Demand: Trailing 12-Month Absorption Pushes To Six-Year High
Office net absorption in Phoenix reached 450,074 sf in Q2 2026, lifting the trailing 12-month total to a six-year high of 1.3 msf. Momentum broadened during the quarter, with 14 out of 24 submarkets recording positive net absorption, compared to just eight in Q1. The Price/Chandler/Gilbert area led the overall Metro with 191,794 sf of absorption, followed by South Airport (78,159 sf) and Deer Valley (64,625 sf), reflecting growing occupier demand for suburban locations with strong freeway connectivity. Market-wide, Class A properties posted 341,135 sf of net absorption, marking the sector's strongest quarterly performance since Q1 2022. This performance pushed the Class A trailing 12-month total to 1.0 msf, which surpassed the 2014-2019 rolling annual average of 990,410 sf. Looking ahead, overall net absorption is expected to remain positive during the remainder of 2026, supported by over 700,000 sf of signed leases that are scheduled to commence.
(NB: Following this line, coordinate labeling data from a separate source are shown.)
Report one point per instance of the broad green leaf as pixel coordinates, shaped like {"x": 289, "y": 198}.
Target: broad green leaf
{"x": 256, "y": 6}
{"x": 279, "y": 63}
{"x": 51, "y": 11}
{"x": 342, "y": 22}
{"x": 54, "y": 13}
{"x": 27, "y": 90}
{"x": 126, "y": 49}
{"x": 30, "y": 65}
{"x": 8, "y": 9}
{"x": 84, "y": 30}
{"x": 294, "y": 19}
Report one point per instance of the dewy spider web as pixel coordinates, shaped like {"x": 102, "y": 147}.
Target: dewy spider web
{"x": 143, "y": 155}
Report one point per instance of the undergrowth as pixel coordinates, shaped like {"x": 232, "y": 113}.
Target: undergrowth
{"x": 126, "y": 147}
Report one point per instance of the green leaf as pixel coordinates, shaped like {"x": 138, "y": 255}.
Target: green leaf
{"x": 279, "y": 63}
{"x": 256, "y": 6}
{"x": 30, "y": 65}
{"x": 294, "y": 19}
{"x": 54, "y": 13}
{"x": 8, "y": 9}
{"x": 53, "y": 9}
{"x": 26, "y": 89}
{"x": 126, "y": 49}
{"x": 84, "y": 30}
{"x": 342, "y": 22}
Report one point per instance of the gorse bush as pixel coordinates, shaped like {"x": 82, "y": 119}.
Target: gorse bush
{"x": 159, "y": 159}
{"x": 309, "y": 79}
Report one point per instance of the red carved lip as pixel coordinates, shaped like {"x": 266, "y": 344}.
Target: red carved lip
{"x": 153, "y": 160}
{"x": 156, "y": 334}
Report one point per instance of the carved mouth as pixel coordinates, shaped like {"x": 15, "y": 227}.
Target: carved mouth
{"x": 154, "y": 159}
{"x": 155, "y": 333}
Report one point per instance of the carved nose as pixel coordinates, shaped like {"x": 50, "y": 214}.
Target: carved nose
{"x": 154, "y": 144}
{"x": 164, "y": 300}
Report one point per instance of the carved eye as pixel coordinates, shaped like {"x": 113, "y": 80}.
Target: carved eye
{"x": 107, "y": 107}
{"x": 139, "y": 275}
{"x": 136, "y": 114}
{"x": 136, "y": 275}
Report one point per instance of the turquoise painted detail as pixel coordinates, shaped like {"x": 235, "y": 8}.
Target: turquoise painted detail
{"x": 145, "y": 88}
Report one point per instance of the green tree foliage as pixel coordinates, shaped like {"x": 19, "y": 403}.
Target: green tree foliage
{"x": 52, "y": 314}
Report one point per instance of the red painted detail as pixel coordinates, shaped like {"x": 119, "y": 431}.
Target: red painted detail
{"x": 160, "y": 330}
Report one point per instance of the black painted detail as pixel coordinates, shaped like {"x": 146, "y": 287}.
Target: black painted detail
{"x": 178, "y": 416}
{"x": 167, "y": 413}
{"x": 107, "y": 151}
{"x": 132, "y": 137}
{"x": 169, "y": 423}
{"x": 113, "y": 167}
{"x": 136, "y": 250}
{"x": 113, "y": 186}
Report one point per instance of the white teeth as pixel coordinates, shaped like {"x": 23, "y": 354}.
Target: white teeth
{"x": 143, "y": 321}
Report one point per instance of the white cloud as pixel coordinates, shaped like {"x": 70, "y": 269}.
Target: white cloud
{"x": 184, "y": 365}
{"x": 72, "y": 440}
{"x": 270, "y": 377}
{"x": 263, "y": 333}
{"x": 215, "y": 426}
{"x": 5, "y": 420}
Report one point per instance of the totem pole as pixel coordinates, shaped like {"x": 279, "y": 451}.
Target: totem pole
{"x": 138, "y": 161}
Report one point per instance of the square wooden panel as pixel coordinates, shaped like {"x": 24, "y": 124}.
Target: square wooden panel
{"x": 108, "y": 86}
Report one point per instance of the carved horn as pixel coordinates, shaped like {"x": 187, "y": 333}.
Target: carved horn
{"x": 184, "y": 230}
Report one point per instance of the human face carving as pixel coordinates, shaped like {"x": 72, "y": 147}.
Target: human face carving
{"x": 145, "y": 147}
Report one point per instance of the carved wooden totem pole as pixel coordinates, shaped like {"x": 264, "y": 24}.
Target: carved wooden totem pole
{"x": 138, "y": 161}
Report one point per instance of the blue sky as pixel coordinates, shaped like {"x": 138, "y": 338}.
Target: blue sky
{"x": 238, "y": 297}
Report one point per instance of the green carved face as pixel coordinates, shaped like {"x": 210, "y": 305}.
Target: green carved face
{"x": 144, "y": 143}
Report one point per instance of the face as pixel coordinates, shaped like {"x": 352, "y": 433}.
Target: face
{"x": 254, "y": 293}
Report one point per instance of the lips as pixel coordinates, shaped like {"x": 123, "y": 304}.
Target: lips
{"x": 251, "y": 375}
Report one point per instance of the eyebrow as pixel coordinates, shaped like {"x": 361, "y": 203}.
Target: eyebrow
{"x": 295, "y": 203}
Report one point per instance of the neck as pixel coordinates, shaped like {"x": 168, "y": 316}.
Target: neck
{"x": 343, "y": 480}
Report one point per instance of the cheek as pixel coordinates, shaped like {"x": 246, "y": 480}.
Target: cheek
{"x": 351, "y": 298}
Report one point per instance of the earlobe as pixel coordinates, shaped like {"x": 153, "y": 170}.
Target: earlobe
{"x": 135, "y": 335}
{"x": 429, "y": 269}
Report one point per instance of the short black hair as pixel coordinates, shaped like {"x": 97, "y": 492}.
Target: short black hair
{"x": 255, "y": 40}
Supply: Sublease Vacancy Declines While Availabilities Tick Up
In Q2 2026, Phoenix's total volume of vacant sublease space declined for the tenth consecutive quarter and reached an over-four-year low of 2.9 msf. Although several large blocks have been listed for sublease this quarter, expanding the number available options for prospective tenants, many are unlikely to be vacated before securing a new sublessee. Notable new listings include Nextiva's 101,865-sf campus in Scottsdale, Benchmark's 63,500-sf Rio 2100 building, and Offerpad's 41,164-sf floor at The Beam, all of which remain occupied while being marketed for sublease.
Pricing: Growth Pauses As Class A Owners Gauge Market
Phoenix's average full-service gross asking rent declined 0.3% from Q1 2026's all-time high, settling at $30.47 psf in Q2. This pause in growth is likely temporary, as an increasing number of landlords have opted to momentarily withhold asking rents from public listings to reassess pricing amid improving market fundamentals. This dynamic was most evident in the Class A sector, which noted a 0.5% decrease QOQ to $36.56 psf. Class B spaces, meanwhile, continued to observe above-average growth, with asking rents rising 1.3% QOQ to $28.67 psf. The average Class B rent has now grown 9.6% in the last five years, outpacing the Class A (8.1%) and C (5.1%) sectors.
Emerging Trend: Larger Buildings Observe Strong Demand
Vacancy among offices 100,000 sf and larger fell by 80 bps QOQ to 29.2% in Q2, marking a near-three-year low. Vacancy in this segment remained elevated compared to buildings under 100,000 sf, which posted an 18.0% rate, larger product is observing much stronger tenant demand. During Q2, buildings below 100,000 sf recorded 1,427 sf of negative absorption, while offices above that threshold observed 451,501 sf of positive absorption. This trend may reflect a growing flight-to-quality trend, with more tenants occupying spaces at larger Class A and B+ properties.